BLACK SOCIAL HISTORY : AFRICAN AMERICAN " CHESTER COMMODORE " WAS A CAETOONIST, BOTH OF POLITICAL CARTOON AND COMIC STRIPS: GOES INTO THE " HALL OF BLACK GENIUS "

          BLACK     SOCIAL    HISTORY                                                                                                                                                                                                           Chester Commodore





























































Chester Commodore (August 22, 1914 – April 10, 2004) was an African-American cartoonist, both of political cartoons and comic strips. Born in Racine, Wisconsin, Commodore was always interested in drawing. His parents and sisters moved to Chicago in 1923, but Chester and his older brother stayed in Racine with his maternal grandmother in her boarding house until he moved to Chicago in 1927.
While still in high school, he tried to get a job with the Chicago Defender, one of the country's most notable African American newspapers, but its publisher, Robert Abbott, told him to finish his education first. Following school, he worked as a chauffeur and a mechanic, and got a job with the Pullman Company. He was always drawing, and posted his drawings on company bulletin boards. He was recommended for a staff position with the Minneapolis Star in 1938, but when he showed up for the interview, he was told that there was no such job.

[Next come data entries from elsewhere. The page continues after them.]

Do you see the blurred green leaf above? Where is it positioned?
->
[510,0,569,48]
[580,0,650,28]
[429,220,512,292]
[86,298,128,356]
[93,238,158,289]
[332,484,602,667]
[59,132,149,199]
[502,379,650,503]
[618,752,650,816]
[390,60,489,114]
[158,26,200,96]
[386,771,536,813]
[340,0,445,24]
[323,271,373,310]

Finally, in 1948 he went to work for the Defender, doing layout, but soon started drawing cartoons for the paper. His first strip, in 1948, was called The Sparks. He took over Jay Jackson's strip Bungleton Green in the early 1950s and contributed to the cartoon features The Ravings of Professor Doodle and So What?. When Jay Jackson died in 1954, Commodore took over his role drawing editorial cartoons for the paper. From 1974 he drew a weekly full-page caricature for the cover of the Defender's weekly arts supplement,Accent. The series lasted for more than five years.
Commodore and his wife retired to Colorado Springs, Colorado in 1981, but from 1992 he resumed work for the Defender, contributing a weekly cartoon until his death in 2004.[1]